Should I Forgive?

i used to consider this girl my best friend, of course that was before i found out about all her lies. she was constantly lying to me to keep me from hanging out with other friends and telling me that they didn´t actually liked me, that they were just pretendig to like me. we weren´t exactly popular but we were both friends with a girl that was actually popular, and the three of us became inseparable, or that was what i thought. the truth is she was actually lying to us to get us to stop being friends and that she could kinda become kate´s(the popular girl) only friend and that she would become popular. kate and i busted her in some small lies and decided to let it go. in christmas break she made a fake twitter account and began saying some horrible, pretty messed up things about us. she told us she though some girl we hated did the account but then we discovered that it was her who did it. after christmas break we decided to go talk to her and find out why she did something like that. she told us that she didn´t do the account by herself. when we tried to confront her about all her lies she told us she never said those things. we told her that if she really wanted to be our friend she must tell us why she did it and be honest with us and she just kept quiet, so i asked her if she wanted to be our friend and she said she wasn´t sure. at first i was angry and mad but right now i´m just dissappointed that our "friendship" meant so little to her. kate forgave her and now they kinda hang out but things aren´t like they used to between them, and i just stopped talking to her. i dont know if i should just forgive her because i miss her, i mean, she used to be my best friend after all but i believe that if she cared about our "friendship" she would have already come to apologise or something and i just don´t know if i can trust her again. most people told me to let it go and forget about her, that she´s the one that at the end will have no friend and will end up miserable, but someone told me that if i still care about her and i want to be her friend i shouldn´t let time pass and spend the rest of my life angry at what she did. and if i forgive her i dont want her to believe that her actions dont have consequences.or maybe i´m just making a really bid deal out of nothing... so i´m not sure of what i should do.
An Ep User An EP User
1 Response Jan 12, 2013

I agree with ComesBackAgain.

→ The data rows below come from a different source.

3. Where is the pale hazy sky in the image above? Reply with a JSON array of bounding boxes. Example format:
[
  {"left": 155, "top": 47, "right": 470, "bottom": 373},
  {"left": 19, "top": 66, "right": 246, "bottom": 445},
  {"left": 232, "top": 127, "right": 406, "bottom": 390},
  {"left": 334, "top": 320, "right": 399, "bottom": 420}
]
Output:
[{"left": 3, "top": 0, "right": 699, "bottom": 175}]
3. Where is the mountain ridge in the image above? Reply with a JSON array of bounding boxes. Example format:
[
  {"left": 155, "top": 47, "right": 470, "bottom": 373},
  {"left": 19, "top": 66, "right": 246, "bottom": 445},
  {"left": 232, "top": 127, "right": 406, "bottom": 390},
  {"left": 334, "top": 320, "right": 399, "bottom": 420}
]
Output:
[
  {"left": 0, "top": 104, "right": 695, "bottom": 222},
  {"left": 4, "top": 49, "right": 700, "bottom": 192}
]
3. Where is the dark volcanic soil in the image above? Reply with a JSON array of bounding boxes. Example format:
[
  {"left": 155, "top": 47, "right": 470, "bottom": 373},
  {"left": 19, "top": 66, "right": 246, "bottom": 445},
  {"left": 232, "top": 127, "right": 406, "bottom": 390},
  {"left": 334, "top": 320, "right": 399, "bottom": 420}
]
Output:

You should forgive her for your own wellbeing. I don't know how your friend or ex friend feels but your anger and feelings are your own and to move on you should forgive. Forgiving doesn't mean forgetting. My advice is to talk with that person and really reevaluate what type of character they have.

But a broken friendship is like any other relationship. There's a reason why it ended. And there's a reason why things went sour. So if you want to be friends again, really talk it out and make sure she respects your decisions and who you are. And if she doesn't...there are so many other people in the world that are waiting to meet you.